48° 13' 22.75" N, 16° 30' 8.30" E zur Karte im Wien Kulturgut
Flugfeld Aspern (22).
Nachdem auf der Simmeringer Haide Flugversuche unternommen worden waren (Flugfeld Simmering) und der erste Flugplatz Österreichs 1909 in Wiener Neustadt eröffnet worden war, wurde 1912 (nach ersten Erfolgen auf flugtechnischem Gebiet; Flugwesen) das Flugfeld Aspern eingerichtet, das anfangs ein Ausmaß von 850 x 800 Meter hatte und bis 1938 direkt an der Stadtgrenze zu Niederösterreich lag. Die Wahl fiel auf Aspern, damals 21. Bezirk, da dieses Gebiet gute Verbindungen zum Stadtzentrum hatte. Das weite Gelände des Marchfeldes bot ideale Bedingungen, um Notlandungen durchführen zu können. Diese musste man in den Anfängen des Flugwesens noch stark in Betracht ziehen.

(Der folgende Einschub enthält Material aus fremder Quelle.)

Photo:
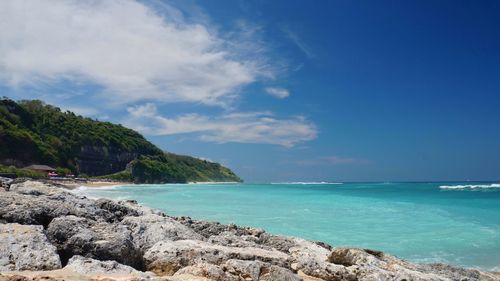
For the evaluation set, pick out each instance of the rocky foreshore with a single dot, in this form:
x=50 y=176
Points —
x=48 y=233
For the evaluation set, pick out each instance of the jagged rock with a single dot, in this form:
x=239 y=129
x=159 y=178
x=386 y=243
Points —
x=25 y=247
x=126 y=233
x=257 y=270
x=147 y=230
x=202 y=270
x=96 y=239
x=37 y=203
x=165 y=258
x=207 y=229
x=5 y=183
x=230 y=239
x=311 y=259
x=84 y=265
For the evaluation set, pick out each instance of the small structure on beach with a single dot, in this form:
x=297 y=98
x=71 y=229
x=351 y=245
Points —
x=41 y=168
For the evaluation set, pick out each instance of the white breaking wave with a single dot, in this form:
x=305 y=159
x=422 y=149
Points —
x=300 y=182
x=471 y=186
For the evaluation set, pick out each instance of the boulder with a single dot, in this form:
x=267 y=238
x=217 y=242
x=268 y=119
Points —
x=149 y=229
x=84 y=265
x=165 y=258
x=203 y=271
x=95 y=239
x=25 y=247
x=257 y=270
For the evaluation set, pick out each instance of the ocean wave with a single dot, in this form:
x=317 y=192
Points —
x=470 y=186
x=314 y=182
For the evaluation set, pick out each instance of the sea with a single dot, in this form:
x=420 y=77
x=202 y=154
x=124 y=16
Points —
x=454 y=223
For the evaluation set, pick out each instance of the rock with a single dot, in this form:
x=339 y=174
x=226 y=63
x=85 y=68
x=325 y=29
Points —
x=147 y=230
x=228 y=238
x=25 y=247
x=257 y=270
x=375 y=265
x=84 y=265
x=165 y=258
x=99 y=240
x=5 y=183
x=207 y=229
x=119 y=238
x=39 y=204
x=311 y=259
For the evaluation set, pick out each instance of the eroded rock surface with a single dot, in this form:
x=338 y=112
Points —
x=44 y=227
x=25 y=247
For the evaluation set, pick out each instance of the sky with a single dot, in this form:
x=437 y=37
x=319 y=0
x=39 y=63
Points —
x=281 y=90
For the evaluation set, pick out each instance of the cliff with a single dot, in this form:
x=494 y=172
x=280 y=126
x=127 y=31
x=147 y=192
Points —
x=32 y=132
x=49 y=234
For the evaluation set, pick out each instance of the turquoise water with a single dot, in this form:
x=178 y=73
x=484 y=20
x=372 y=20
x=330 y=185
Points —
x=422 y=222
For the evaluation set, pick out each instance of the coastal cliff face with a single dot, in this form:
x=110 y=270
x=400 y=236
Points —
x=32 y=132
x=102 y=160
x=51 y=234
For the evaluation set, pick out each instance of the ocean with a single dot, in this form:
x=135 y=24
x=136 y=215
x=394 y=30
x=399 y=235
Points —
x=454 y=223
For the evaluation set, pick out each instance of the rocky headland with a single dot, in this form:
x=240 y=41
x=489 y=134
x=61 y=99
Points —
x=48 y=233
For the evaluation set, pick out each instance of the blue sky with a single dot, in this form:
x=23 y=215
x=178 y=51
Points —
x=276 y=90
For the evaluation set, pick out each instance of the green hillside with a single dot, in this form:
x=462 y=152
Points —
x=32 y=132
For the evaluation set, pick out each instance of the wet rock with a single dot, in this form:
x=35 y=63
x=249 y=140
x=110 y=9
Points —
x=25 y=247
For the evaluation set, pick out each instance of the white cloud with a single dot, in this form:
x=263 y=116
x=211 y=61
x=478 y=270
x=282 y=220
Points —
x=298 y=41
x=247 y=127
x=134 y=52
x=278 y=92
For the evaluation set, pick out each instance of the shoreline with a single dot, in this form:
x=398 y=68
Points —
x=140 y=243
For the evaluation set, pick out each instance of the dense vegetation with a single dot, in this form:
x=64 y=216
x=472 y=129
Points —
x=32 y=132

Das Flugfeldareal wurde allmählich von Hangars, Werkstätten und Betriebsgebäuden samt Benzin- und Ölstation umsäumt. Am 25. Jänner 1912 erfolgte durch den Flugtechnischen Verein, den Aero-Club, den Automobilklub, die Motorluftfahrzeuggesellschaft und einige interessierte Firmen die Gründung der "Wiener Flugfeld GmbH." (Kapital 125.000 Kronen), die über Initiative des Österreichischen Aero-Clubs (Präsident Prof. Dr. Constantin Freiherr von Economo) und des Flugtechnischen Vereins (Präsident Ing. Alexander Cassinone, Freiballonfahrer) Aspern als Standort für das künftige Flugfeld auswählte. Am 23. Juni 1912 erfolgte die Einweihung des Flugfelds.

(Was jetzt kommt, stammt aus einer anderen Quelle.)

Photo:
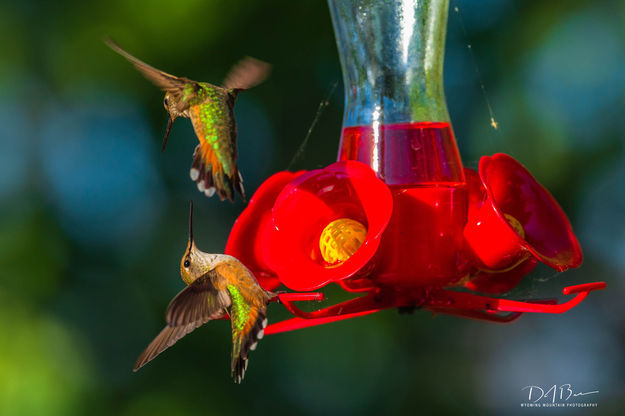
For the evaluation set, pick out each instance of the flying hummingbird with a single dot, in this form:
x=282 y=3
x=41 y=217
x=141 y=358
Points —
x=217 y=285
x=210 y=108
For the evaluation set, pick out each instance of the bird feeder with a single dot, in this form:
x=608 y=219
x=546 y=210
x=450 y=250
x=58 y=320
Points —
x=397 y=220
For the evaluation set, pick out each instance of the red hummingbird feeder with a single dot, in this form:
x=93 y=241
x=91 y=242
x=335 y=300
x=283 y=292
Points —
x=397 y=219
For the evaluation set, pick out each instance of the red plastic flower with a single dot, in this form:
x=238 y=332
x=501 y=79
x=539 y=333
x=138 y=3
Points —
x=252 y=228
x=278 y=234
x=513 y=221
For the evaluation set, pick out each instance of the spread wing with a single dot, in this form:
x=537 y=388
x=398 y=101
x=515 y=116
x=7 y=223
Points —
x=167 y=82
x=195 y=305
x=247 y=73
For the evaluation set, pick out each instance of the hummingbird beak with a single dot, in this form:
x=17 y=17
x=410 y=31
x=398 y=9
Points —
x=169 y=124
x=191 y=226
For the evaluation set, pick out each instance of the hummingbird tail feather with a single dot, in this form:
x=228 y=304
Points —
x=247 y=343
x=211 y=178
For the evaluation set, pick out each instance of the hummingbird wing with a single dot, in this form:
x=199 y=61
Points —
x=167 y=82
x=246 y=73
x=195 y=305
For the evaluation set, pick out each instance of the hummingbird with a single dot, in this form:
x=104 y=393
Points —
x=211 y=110
x=218 y=285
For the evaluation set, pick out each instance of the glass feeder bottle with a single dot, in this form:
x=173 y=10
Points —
x=396 y=121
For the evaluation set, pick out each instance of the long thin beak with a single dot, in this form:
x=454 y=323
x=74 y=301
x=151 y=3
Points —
x=191 y=224
x=169 y=124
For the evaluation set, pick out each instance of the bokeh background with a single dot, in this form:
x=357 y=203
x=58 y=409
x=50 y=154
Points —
x=93 y=216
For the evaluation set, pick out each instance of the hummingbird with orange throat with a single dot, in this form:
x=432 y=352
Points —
x=211 y=110
x=218 y=285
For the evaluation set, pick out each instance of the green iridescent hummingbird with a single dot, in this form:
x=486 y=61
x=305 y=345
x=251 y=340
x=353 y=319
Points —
x=218 y=285
x=210 y=108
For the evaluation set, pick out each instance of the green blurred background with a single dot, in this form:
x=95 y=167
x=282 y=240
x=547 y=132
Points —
x=94 y=217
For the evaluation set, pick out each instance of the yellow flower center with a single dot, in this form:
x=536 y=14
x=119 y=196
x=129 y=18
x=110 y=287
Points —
x=515 y=224
x=341 y=239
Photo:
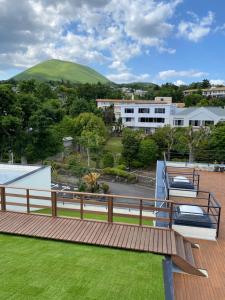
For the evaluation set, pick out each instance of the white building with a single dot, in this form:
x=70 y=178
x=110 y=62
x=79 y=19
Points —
x=147 y=116
x=214 y=92
x=197 y=116
x=118 y=104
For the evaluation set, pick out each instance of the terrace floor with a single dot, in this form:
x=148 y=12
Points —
x=124 y=236
x=211 y=256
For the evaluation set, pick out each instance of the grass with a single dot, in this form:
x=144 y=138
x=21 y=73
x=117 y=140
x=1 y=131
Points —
x=40 y=269
x=114 y=145
x=57 y=70
x=76 y=214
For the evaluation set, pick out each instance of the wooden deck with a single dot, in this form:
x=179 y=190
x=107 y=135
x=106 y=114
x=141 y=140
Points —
x=124 y=236
x=211 y=255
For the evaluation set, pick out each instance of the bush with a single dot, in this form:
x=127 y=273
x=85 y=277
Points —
x=105 y=188
x=108 y=160
x=82 y=187
x=121 y=167
x=137 y=164
x=148 y=151
x=120 y=173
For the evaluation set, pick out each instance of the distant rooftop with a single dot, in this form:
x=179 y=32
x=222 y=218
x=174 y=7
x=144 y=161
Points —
x=215 y=110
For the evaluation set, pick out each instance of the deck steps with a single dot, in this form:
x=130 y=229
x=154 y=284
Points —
x=184 y=258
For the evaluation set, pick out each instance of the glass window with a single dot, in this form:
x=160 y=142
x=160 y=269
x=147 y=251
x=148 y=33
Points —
x=159 y=110
x=151 y=120
x=178 y=122
x=143 y=110
x=128 y=119
x=194 y=122
x=207 y=123
x=129 y=110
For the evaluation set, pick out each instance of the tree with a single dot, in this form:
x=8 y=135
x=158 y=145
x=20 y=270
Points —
x=192 y=100
x=191 y=138
x=147 y=151
x=130 y=142
x=108 y=160
x=165 y=138
x=205 y=84
x=92 y=180
x=217 y=142
x=93 y=142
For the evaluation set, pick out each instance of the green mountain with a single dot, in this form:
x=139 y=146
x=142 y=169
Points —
x=57 y=70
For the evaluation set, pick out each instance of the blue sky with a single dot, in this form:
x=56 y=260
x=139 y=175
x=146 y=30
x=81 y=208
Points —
x=178 y=41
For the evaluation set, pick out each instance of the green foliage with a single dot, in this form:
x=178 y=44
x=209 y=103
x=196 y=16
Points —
x=130 y=141
x=105 y=188
x=121 y=167
x=217 y=142
x=120 y=173
x=192 y=100
x=57 y=70
x=147 y=151
x=137 y=164
x=108 y=160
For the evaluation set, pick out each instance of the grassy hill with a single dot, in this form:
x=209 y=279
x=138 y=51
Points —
x=57 y=70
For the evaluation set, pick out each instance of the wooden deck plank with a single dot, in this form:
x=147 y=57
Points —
x=140 y=238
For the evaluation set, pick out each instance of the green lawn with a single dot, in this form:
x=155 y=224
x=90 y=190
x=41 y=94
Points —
x=114 y=145
x=48 y=270
x=76 y=214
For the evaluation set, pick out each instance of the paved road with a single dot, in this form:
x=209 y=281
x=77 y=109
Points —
x=133 y=190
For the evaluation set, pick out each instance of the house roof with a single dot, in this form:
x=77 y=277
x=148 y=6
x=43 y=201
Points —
x=186 y=111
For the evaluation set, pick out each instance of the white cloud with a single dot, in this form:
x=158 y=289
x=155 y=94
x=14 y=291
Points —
x=197 y=29
x=128 y=77
x=179 y=82
x=217 y=82
x=164 y=75
x=85 y=31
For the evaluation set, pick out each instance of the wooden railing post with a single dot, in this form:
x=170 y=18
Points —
x=209 y=202
x=54 y=204
x=110 y=210
x=141 y=209
x=81 y=207
x=28 y=200
x=171 y=215
x=3 y=203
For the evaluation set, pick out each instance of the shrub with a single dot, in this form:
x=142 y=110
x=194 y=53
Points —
x=121 y=167
x=120 y=173
x=82 y=187
x=108 y=160
x=148 y=151
x=137 y=164
x=105 y=188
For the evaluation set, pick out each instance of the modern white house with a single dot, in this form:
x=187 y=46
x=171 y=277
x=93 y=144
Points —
x=17 y=178
x=197 y=116
x=119 y=104
x=147 y=116
x=214 y=92
x=152 y=114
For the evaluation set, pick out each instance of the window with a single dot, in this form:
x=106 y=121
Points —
x=207 y=123
x=151 y=120
x=194 y=122
x=159 y=110
x=129 y=110
x=128 y=119
x=178 y=122
x=143 y=110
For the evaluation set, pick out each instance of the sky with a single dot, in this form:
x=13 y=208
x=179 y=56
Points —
x=178 y=41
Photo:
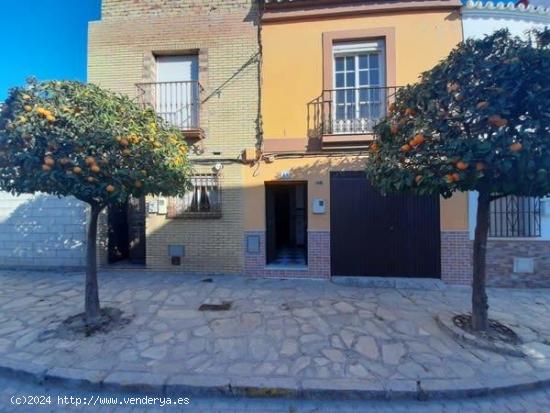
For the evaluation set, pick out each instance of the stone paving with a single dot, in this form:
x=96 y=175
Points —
x=297 y=332
x=114 y=402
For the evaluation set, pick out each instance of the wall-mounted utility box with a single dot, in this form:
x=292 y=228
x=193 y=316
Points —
x=524 y=265
x=318 y=206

Anlässlich der Eröffnung wurde das erste Flugmeeting in Aspern abgehalten, genannt "Internationales Flugmeeting Wien". Dieses dauerte vom 23. bis 30. Juni 1912, 15 bis 19 Uhr, mit täglich bis zu 100.000 Besucher, auch 6.000 Automobile wurden gezählt. Die Presse der damaligen Zeit rühmte: "Im amerikanischen Tempo war aus einer öden Heide, einem unergründlichen Staub- und Kotmeer, ein spiegelglattes planiertes, hart gewalztes Feld geworden. Man arbeitete sogar nachts und brachte innerhalb kürzester Zeit eines der schönsten Flugfelder der Welt zustande, wie ein französischer Besucher äußerte".

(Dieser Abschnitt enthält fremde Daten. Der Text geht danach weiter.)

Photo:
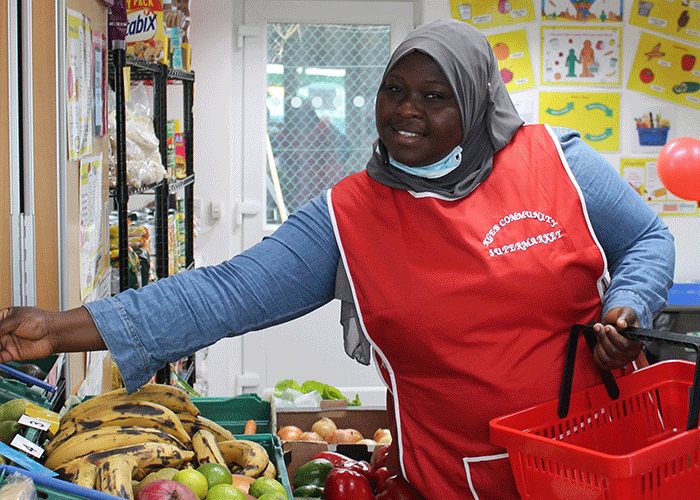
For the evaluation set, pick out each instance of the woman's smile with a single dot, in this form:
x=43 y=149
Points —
x=418 y=118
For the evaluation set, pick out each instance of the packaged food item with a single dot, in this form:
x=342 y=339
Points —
x=145 y=34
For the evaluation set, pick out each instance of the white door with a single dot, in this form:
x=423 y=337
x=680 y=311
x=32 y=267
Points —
x=325 y=59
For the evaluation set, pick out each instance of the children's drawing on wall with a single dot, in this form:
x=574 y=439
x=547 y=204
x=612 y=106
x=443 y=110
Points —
x=667 y=70
x=582 y=11
x=677 y=18
x=641 y=174
x=492 y=13
x=524 y=103
x=513 y=56
x=653 y=127
x=596 y=115
x=580 y=56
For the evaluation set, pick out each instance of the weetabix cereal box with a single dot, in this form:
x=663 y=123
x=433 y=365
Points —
x=145 y=34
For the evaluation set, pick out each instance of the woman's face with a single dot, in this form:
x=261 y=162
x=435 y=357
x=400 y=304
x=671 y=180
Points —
x=417 y=115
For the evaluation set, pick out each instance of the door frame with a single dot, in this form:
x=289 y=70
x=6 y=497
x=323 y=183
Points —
x=253 y=224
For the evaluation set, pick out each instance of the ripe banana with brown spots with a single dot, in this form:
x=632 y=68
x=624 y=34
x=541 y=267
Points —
x=250 y=456
x=141 y=414
x=206 y=449
x=192 y=424
x=86 y=476
x=114 y=476
x=106 y=438
x=165 y=395
x=150 y=457
x=270 y=471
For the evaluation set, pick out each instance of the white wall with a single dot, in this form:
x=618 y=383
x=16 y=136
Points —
x=217 y=159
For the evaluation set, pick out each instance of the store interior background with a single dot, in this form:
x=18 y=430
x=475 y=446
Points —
x=312 y=348
x=229 y=61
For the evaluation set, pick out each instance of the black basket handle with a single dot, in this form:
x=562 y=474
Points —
x=608 y=379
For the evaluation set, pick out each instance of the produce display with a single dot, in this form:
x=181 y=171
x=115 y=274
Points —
x=334 y=476
x=153 y=445
x=325 y=429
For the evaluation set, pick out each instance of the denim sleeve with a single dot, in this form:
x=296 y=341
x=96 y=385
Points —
x=286 y=275
x=637 y=244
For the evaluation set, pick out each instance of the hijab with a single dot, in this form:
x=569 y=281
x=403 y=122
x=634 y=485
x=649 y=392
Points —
x=489 y=119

Zuvor hatte 1910 bereits eine derartige Veranstaltung in Wiener Neustadt stattgefunden. Hermann Dostal schrieb aus diesem Anlass die Operette "Der fliegende Rittmeister" mit dem populär gewordenen Riegermarsch "In der Luft, in der Luft fliegt der Paprika" (Erstaufführung 5. Oktober 1912 im Apollotheater [6]). Höhepunkte erreichte die Flugwoche mit den Weltrekorden von Oberleutnant von Blaschke (Höhenflug 4.300 Meter) und Sablatnig (Distanzflug 201,8 Kilometer); außerdem wurde ein Wettflug Wien-Wiener Neustadt-Wien abgehalten. Österreich entwickelte sich zu einer führenden Luftfahrtnation; von den Ende 1912 registrierten Weltrekorden hielt Österreich 18 und lag damit hinter Frankreich (45) und vor Italien (elf) an zweiter Stelle.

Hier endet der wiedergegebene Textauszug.